Dimensions
161 x 238 x 26mm
Carol Miller was supposed to be a doctor or, at the very least, a lawyer. She grew up under the watchful eyes of her parents in a very traditional Jewish household in Queens. Her dad listened to opera and her mother read the New Yorker. But one night, as a kid, she heard a barbershop quartet practicing in the alley under her window and fell in love with the music. When she went to find it on the radio, her parents scolded her for having such poor taste. But it was too late -- she was hooked on popular music.
She kept up her studies and made her way to the University of Pennsylvania as a biology major, but by then, the late 60s, rock music was exploding around her. The university radio station was looking for students to help out. Carol thought she might make a good station secretary. Until she got in the DJ booth.
Pursuing radio with the dogged intensity and ambition that got her so far as a student, she landed increasingly high profile spots in Philadelphia radio and then New York radio, eventually getting to work alongside the radio personalities she loved as a kid: Scott Muni, Cousin Brucie, and others. Her life in radio is as star-studded as her upbringing was traditional -- she's the first DJ to play Bruce Springsteen on the radio in New York, is asked for by name by Sir Paul McCartney, becomes close with Steven Tyler (until Bebe Buell attacks her in a club), Lily Tomlin shared her drugs with her and she dated Paul Stanley, who turned out to be a nice Jewish boy from the same kind of neighborhood she grew up in. She also created "Get the Led Out", the Led Zeppelin fan hour that has been imitated and adapted by radio stations nationwide -- she is Q104.3's Led Zep expert and remains close with Robert Plant.

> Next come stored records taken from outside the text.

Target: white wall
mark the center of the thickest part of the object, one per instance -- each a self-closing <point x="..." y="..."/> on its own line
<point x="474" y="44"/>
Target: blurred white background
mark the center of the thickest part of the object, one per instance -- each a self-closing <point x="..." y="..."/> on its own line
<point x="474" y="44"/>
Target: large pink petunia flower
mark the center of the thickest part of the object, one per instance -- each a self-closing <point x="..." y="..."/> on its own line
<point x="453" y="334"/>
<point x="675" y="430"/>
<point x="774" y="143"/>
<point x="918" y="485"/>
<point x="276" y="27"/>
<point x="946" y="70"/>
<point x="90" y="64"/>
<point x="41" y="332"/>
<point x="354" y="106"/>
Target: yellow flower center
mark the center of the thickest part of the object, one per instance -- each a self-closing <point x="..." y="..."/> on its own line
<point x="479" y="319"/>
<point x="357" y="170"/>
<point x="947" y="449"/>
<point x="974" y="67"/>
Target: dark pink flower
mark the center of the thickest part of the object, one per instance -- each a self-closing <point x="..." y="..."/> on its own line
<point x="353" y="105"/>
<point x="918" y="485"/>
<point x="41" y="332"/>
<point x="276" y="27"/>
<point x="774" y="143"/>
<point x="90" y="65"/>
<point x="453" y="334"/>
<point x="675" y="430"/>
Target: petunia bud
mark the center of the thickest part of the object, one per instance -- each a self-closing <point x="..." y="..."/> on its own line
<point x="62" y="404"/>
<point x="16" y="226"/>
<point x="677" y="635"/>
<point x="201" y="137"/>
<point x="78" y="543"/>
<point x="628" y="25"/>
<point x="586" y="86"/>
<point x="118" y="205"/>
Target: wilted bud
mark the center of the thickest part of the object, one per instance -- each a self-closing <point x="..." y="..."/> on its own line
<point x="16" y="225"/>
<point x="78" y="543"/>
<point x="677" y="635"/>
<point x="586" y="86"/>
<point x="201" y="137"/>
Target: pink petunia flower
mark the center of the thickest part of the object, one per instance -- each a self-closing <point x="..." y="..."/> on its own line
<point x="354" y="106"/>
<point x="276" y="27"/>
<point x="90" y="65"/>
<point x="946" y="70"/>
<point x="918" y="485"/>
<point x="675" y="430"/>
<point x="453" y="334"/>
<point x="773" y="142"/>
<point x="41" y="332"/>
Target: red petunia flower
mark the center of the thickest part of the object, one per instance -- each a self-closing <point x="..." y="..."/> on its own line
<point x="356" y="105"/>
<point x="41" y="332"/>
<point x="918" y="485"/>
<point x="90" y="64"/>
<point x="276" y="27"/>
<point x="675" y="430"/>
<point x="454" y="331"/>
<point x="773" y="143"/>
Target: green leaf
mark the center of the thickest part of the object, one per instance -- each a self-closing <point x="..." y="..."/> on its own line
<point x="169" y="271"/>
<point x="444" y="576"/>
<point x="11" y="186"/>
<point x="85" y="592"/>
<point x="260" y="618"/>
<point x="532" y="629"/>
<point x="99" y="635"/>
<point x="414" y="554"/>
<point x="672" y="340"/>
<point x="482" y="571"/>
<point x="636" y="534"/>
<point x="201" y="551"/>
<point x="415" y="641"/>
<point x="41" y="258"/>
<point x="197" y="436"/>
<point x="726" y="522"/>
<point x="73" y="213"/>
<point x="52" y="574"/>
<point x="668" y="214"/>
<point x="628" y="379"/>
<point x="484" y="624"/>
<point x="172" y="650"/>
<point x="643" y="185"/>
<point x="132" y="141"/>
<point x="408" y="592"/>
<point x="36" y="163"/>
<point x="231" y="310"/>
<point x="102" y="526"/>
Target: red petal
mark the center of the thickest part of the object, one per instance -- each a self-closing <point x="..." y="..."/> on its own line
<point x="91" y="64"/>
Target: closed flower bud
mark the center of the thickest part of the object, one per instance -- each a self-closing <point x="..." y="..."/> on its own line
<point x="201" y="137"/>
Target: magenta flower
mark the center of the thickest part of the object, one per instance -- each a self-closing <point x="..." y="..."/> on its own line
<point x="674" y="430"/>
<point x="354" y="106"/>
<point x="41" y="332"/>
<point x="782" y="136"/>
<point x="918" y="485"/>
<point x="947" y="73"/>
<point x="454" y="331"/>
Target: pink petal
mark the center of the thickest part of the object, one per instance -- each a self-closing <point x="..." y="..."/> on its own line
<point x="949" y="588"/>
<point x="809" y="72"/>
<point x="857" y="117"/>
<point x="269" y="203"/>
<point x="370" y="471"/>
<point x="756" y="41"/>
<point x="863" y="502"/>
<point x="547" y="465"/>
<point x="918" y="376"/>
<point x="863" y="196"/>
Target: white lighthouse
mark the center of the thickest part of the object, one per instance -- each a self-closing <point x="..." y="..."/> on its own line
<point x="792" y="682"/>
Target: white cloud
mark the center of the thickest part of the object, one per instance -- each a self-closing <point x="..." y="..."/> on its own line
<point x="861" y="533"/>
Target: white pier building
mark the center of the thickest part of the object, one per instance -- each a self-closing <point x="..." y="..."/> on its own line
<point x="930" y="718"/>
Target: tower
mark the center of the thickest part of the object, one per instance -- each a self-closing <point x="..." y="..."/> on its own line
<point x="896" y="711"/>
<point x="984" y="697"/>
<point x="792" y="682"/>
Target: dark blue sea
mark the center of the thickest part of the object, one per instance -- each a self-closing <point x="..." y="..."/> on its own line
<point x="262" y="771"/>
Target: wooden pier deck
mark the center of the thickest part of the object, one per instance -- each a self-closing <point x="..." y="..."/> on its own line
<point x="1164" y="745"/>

Despite her success, her parents would never understand her choice to go into radio, and the guilt she felt at letting them down is something she would never quite get out from under. While an amazing ride through a life in rock, Carol's memoir also tells the story of how she has never quite assimilated into the mainstream American culture that she speaks to everyday. The long shadow of her beloved family falls over her all the time in another way, too -- in the form of a ruthless breast cancer that all the women in her family have perished from. Carol has always kept her illness to herself and for the first time, in her memoir, she reveals how she struggled to get off the operating table to get back to doing what she loved most.
In her inimitable voice, this story of a life in rock, a distinctly American life, will make you laugh, break your heart, and make you wish you had spent the last 30 years like Carol Miller, spinning the best of rock for fans and friends.